I primi tentativi di trasformazione si manifestarono attraverso il varo
della riforma agraria, promulgata nello stesso anno, che limitava per ogni
persona l'ampiezza dei possedimenti terrieri. Ciò aveva l'obiettivo di
limitare il potere della grande proprietà fondiaria tramite la distribuzione
delle terre eccedenti ai contadini poveri e ai piccoli coltivatori. Nel 1953
l'Egitto venne dichiarato una Repubblica.
Dopo il 1956, il nuovo governo, che nel frattempo aveva aderito al
“socialismo arabo”, inserì nel suo programma un pacchetto di riforme atte a
promuovere innanzitutto l'uguaglianza sociale ed economica, che doveva
essere garantita dallo Stato. Tra queste: il controllo degli affitti, la
retribuzione di un salario minimo, che però era sostenuto dall'offerta di tutta
una serie di servizi sociali, e la nazionalizzazione sia delle imprese straniere
sia delle grandi industrie.
Attraverso l'adozione di queste riforme lo Stato produsse un
cambiamento radicale del sistema sociale, dissolvendo di fatto le grandi
élites e dando la possibilità, a uomini e donne, di raggiungere una vera
promozione sociale.
Ma soprattutto la popolazione femminile ottenne i miglioramenti più
grandi.

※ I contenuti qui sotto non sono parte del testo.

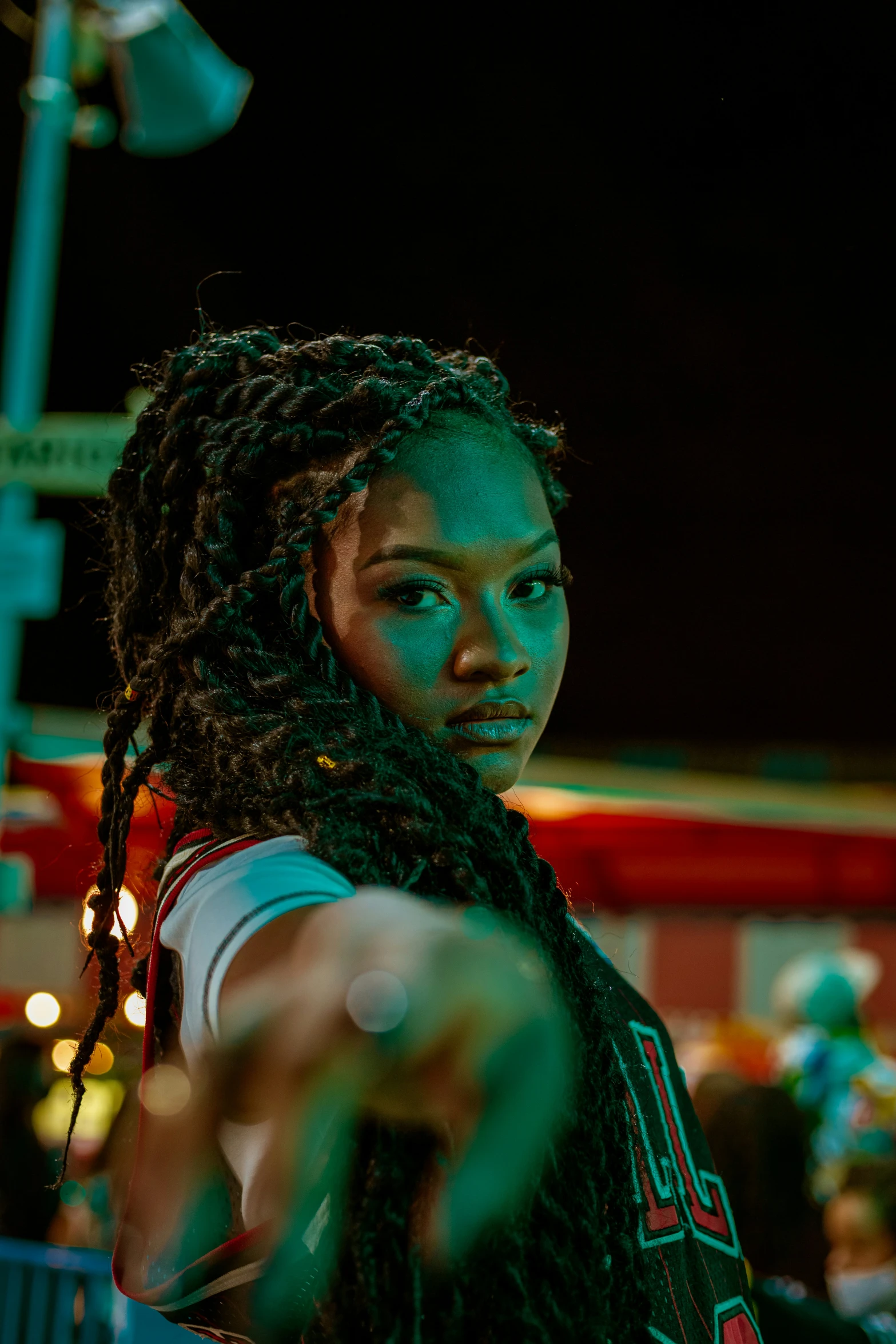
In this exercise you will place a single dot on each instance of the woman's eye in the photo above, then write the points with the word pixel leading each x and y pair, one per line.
pixel 528 589
pixel 418 600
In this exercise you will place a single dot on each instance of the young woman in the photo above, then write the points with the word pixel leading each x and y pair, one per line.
pixel 337 608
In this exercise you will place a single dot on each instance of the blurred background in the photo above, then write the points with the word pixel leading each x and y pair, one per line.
pixel 675 232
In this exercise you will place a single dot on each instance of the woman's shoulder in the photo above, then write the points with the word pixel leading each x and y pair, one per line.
pixel 258 862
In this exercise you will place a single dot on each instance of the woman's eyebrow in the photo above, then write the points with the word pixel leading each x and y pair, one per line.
pixel 448 559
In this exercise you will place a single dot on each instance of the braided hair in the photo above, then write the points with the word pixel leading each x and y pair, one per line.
pixel 246 451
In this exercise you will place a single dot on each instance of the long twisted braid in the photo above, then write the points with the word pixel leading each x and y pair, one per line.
pixel 248 450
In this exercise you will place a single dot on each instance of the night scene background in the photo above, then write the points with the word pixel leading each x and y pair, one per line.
pixel 674 228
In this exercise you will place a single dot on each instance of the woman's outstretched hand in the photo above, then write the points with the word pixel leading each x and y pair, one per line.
pixel 391 1007
pixel 421 1015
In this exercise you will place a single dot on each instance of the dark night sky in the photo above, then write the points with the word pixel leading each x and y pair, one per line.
pixel 678 232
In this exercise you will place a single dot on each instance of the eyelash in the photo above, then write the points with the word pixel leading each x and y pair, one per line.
pixel 555 575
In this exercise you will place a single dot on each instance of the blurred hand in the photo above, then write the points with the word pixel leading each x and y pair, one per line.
pixel 391 1007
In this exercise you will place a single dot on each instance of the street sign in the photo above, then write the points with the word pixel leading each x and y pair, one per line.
pixel 30 567
pixel 65 454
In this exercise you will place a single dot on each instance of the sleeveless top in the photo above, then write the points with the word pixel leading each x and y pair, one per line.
pixel 696 1276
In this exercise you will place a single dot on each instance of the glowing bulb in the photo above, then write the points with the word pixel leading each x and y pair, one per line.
pixel 164 1091
pixel 63 1053
pixel 42 1010
pixel 128 910
pixel 136 1010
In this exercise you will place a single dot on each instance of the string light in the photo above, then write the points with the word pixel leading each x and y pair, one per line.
pixel 128 909
pixel 42 1010
pixel 136 1010
pixel 63 1053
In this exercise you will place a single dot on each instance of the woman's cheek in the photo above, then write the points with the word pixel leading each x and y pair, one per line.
pixel 401 662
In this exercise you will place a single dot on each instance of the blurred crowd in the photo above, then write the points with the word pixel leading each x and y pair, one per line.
pixel 808 1154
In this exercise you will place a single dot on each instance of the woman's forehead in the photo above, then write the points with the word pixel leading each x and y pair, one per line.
pixel 461 479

Nel 1956 Nasser concesse il diritto di voto alle donne e la possibilità
di presentarsi come candidate alle elezioni politiche. Solamente un anno
dopo, nel 1957, due donne vennero elette in Parlamento e nel 1962 un'altra
donna venne nominata ministro degli Affari Sociali.
Le riforme non si fecero attendere nemmeno nel settore scolastico:
attraverso un decreto emanato nel 1952 il governo, per promuovere il ruolo
delle donne, rese gratuita e obbligatoria l'istruzione primaria per tutti i
ragazzi e le ragazze in età compresa fra i sei e i dodici anni e inoltre istituì le
cosiddette “classi miste” a livello di scuola elementare, mettendo fine a un
canone tradizionale che vedeva la separazione fra i sessi. Successivamente,
l'istruzione venne dichiarata gratuita a tutti i livelli, compreso quello
universitario, al quale si poteva accedere senza distinzioni di sesso.